The problem, however, is that the DGET, the apex body responsible for implementation of programmes relating to vocational training, grants affiliations to institutes on the basis of various criteria including the availability of infrastructure and teachers.

“Not many of these institutes have the required machinery for teaching the courses they offer,” said Dayanand Meshram, in-charge Director of DVET. “We plan to move the machinery from institutes where they are not needed to the ones where there is requirement,” he said.

The move was one of the recommendations of the Mahajan Committee after it found that 54,053 expensive machines were lying unused in ITIs across the state following the closure of around 5,500 ITIs. The machinery, worth crores, were bought but have not been put to use in the past six to eight years even as several institutes face an acute shortage of other equipment. A source in the DVET attributed this to two reasons – more than 5,612 divisions were closed down and divisions were added to courses without any foresight owing to the wastage of resources.

The committee’s suggestion to form an inventory of the machinery available in all ITIs and mapping it to the requirement has been vetted by the government in the last week of October. However, there is no mention of a budgetary provision for the movement of equipment from one region to another.

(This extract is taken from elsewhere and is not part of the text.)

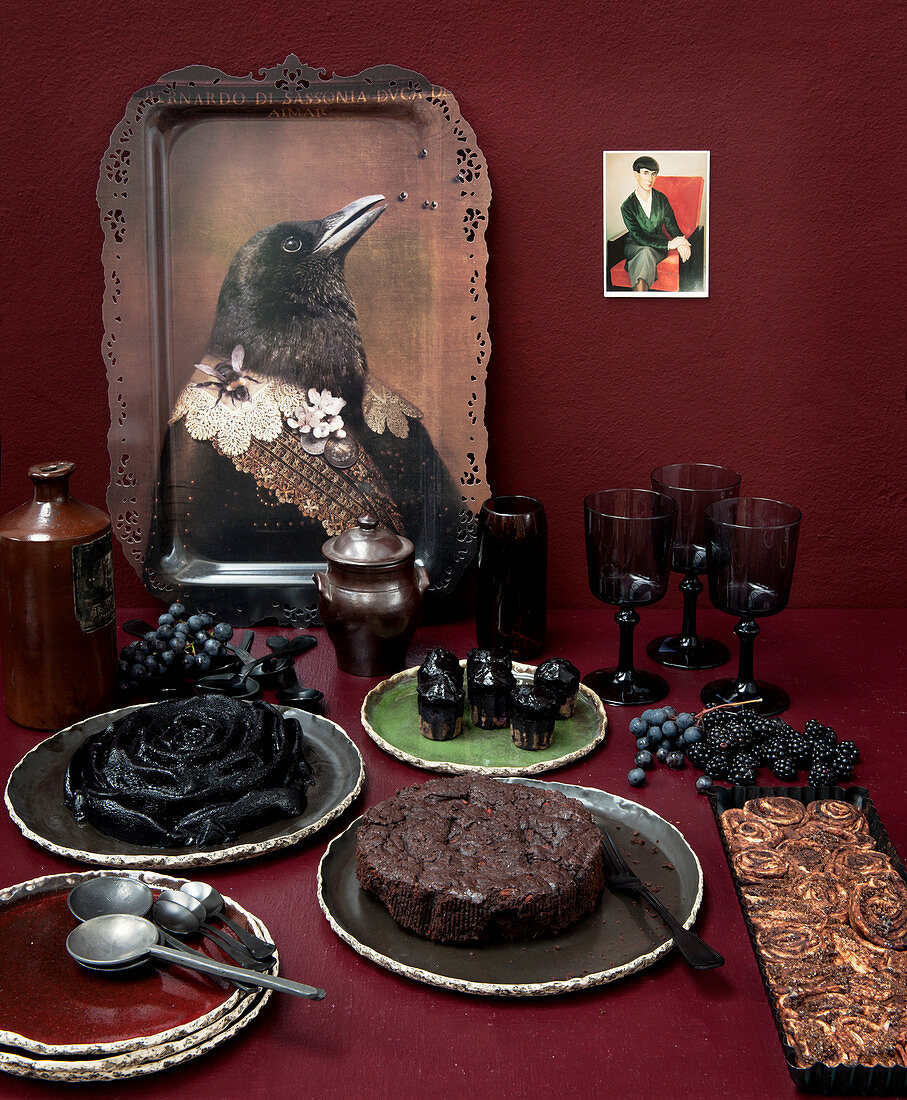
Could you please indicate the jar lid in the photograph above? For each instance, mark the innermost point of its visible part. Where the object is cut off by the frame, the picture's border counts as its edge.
(368, 543)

Meshram said the DVET will prepare a budget for the movement and present it to the Ministry. “A meeting regarding the same is scheduled next week.” he said. However, how many more equipment need to bought will only be clear after the surplus ones are reallocated.

Another hitch for the DVET is the teaching posts in these unaffiliated divisions. The Mahajan Committee report states that around 44,954 seats will be scrapped unless the contractual teaching posts in these unaffiliated divisions are regularised by the state government. However, the state government has now proposed that 390 posts be filled and utilised properly and the 334 posts sanctioned for regularisation be continued on a contractual basis.

Even as the demand and supply in the vocational education institutes remained skewed, the state government last month encouraged students unable to clear the Class X examination to enroll into special vocational training courses through the Kaushalya Setu programme.

The gap in demand and supply has cost the DVET dearly with only 60 per cent of its facilities being fully utilised. The state has now recommended the DVET to study the demand for courses in government institutes in the past three years and the courses offered by private institutes before proposing for new divisions. Although it has underlined the need for more seats in courses with higher demand, no courses have been specified.